By Calder Phillips-Grafflin
Tokyo Electric Power Company, TEPCO, the operators of the Fukushima Daiichi nuclear power plant, have released the first analysis on the condition of the troubled power plant, and their conclusions are relatively grim. This analysis covers only Reactor 1, since it is the only reactor for which the necessary sensor data is available, but it is indicative of the problems faced at the other troubled reactors.
The analysis confirms what most already expected: the fuel in Reactor 1 melted down completely. According to the data from TEPCO, this melting occurred immediately, with almost the entire core having melted down by 16 hours after the earthquake. In a mere five hours or so, the temperature in the core rose from the stable operating temperature of 750 degrees Celsius to a high of nearly 3000 degrees. At this temperature, fuel rods melted completely and fell to the bottom of the reactor vessel.
This meltdown may have saved the reactor, as the bottom of the reactor vessel was the only area being cooled by water injection. Without this limited cooling, the heat might have caused a failure of the reactor vessel. Oddly enough, similar behavior has occurred in other near-meltdowns, in which fuel melting to the bottom of the vessel helped prevent the vessel from failing. This was the case with the partial meltdown of TMI-2 at Three Mile Island in 1979.
It is a sign of just how unstable the situation remains that the reactors have not yet reached cold shutdown. Cold shutdown is achieved when a reactor’s coolant can be depressurized, which requires that temperatures fall below 100 degrees Celsius. Despite two months of seawater and freshwater pumping, temperatures in parts of Fukushima Reactor 1 are still above boiling. So long as temperatures remain this high, water injection will have to continue, which is not ideal.
The problem with continued water injection is that major leaks in the reactor vessel have yet to be stopped. This means that radioactive water continues to leak at a high rate from the reactor, which poses the threat of groundwater contamination. If TEPCO is lucky, most of this water has been contained in the basement of the reactor building, but this still poses a threat to cleanup workers.

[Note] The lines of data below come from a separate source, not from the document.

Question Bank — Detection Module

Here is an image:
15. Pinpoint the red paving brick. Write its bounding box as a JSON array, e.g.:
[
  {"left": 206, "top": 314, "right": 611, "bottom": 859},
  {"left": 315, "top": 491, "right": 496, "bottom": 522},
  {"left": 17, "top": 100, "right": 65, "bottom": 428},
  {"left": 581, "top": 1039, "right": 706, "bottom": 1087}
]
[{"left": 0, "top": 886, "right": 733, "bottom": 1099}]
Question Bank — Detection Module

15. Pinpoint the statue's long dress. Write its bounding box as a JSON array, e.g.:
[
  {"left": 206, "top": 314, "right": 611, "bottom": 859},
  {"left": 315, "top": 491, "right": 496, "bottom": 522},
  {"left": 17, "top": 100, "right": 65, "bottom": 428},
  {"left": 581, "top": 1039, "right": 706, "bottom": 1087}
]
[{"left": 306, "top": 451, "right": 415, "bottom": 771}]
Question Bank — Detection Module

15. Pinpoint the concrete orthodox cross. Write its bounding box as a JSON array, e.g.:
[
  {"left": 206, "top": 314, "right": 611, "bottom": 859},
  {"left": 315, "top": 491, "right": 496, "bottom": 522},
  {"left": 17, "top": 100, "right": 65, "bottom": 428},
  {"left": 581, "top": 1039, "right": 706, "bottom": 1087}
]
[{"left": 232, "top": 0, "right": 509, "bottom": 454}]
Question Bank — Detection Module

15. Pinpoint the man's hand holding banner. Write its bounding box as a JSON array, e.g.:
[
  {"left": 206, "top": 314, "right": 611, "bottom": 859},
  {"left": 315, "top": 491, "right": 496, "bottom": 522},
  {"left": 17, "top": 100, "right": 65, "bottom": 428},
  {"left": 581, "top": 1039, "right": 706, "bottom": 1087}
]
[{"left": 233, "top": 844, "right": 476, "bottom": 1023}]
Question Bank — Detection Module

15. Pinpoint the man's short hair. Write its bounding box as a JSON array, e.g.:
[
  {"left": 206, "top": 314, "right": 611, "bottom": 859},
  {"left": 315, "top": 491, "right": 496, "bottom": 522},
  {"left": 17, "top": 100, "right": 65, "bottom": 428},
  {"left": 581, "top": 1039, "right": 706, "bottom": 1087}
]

TEPCO’s analysis is a testament to the damage sustained by the plant in the first hours after the Tsunami, and somewhat of a relief: reactor vessels held despite temperature stresses above their design capacity, and all the radioactive fuel appears to have remained in the reactor. While TEPCO has not yet released data for the other two troubled reactors, it seems likely that they suffered similar fates to Reactor 1. If this is indeed the case, then Fukushima is a grim warning of just how bad things can go wrong.